The 2019 Working-Class Studies Association conference is underway here at the University of Kent in Canterbury!
Yesterday’s opening plenary included an engaging discussion on “Why Working-Class Studies,” involving Geoff Bright (Manchester Metropolitan University), Sweta Rajan-Rankin (University of Kent), Paul Sng (Filmmaker and Writer), Valerie Walkerdine (Cardiff University), and Discussant: Sherry Linkon (Georgetown University).
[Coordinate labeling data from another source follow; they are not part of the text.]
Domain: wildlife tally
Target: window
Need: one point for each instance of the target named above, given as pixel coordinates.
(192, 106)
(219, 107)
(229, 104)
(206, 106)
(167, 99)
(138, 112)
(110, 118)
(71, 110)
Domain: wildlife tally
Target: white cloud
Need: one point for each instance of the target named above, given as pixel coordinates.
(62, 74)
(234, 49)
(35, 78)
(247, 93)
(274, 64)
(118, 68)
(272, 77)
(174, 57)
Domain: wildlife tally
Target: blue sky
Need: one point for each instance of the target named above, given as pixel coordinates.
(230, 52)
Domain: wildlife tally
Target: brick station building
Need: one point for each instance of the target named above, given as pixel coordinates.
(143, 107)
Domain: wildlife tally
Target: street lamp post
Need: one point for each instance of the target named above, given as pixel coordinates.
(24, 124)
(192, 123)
We have had three sets of concurrent panels covering a diverse range of engaging projects, and the public lecture by Professor Satnam Virdee on “Race, Class and the Politics of Solidarity” is ongoing.
We are looking forward to tonight’s Conference Dinner and WCSA Awards Ceremony, which will include the 2019 WCSA Lifetime Achievement Award for musician and activist Billy Bragg.
Please review the full conference programme for upcoming events, and follow @wcstudies on Twitter to see the latest Tweets about conference activities.
Terry Easton, immediate-past president and awards organizer
The WCSA, an international network of scholars, activists, and artists interested in working-class issues, offers lifetime achievement awards to those who have made significant, long-running contributions to the field of Working-Class Studies.
A musician and activist of working-class origins, Billy Bragg has released over 25 albums from 1983 to the present, including two collaborations with Wilco, setting Woody Guthrie’s unpublished song lyrics to music (Mermaid Avenue [1998] and Mermaid Avenue Vol. II [2000]), and with Joe Henry, Shine a Light: Field Recordings from the Great American Railroad. Spanning the genres of folk, punk, and alt-country, Bragg’s protest songs and political activism demonstrate his alliance with working and poverty-class people and their concerns about labor, community, politics, and the environment. Examples of his activism include his participation in the mid-1980s when he played benefit gigs in coalfield towns to support the 1984-85 miner’s strike in Britain and in the Occupy Movement in London in 2011. In 2017, Bragg released his book Roots, Radicals, and Rockers: How Skiffle Changed the World. A reviewer notes that Bragg demonstrates working-class influences on culture and how “rediscovering a cohesive class consciousness could make that cultural force truly political.” His latest work, The Three Dimensions of Freedom, published in 2019, calls for a future based on liberty, equality, and accountability to overcome the current “age of rage.” Bragg continues to devote his energy to working-class struggles through benefit performances and street actions. Over the past 12 years, through the Jail Guitar Doors initiative, he has donated acoustic guitars to over 70 prisons in the UK, providing instruments for prison staff working to engage inmates in the process of rehabilitation. He comments about the power of music, “You can’t change the world through song, but you can give people a different perspective on the world.”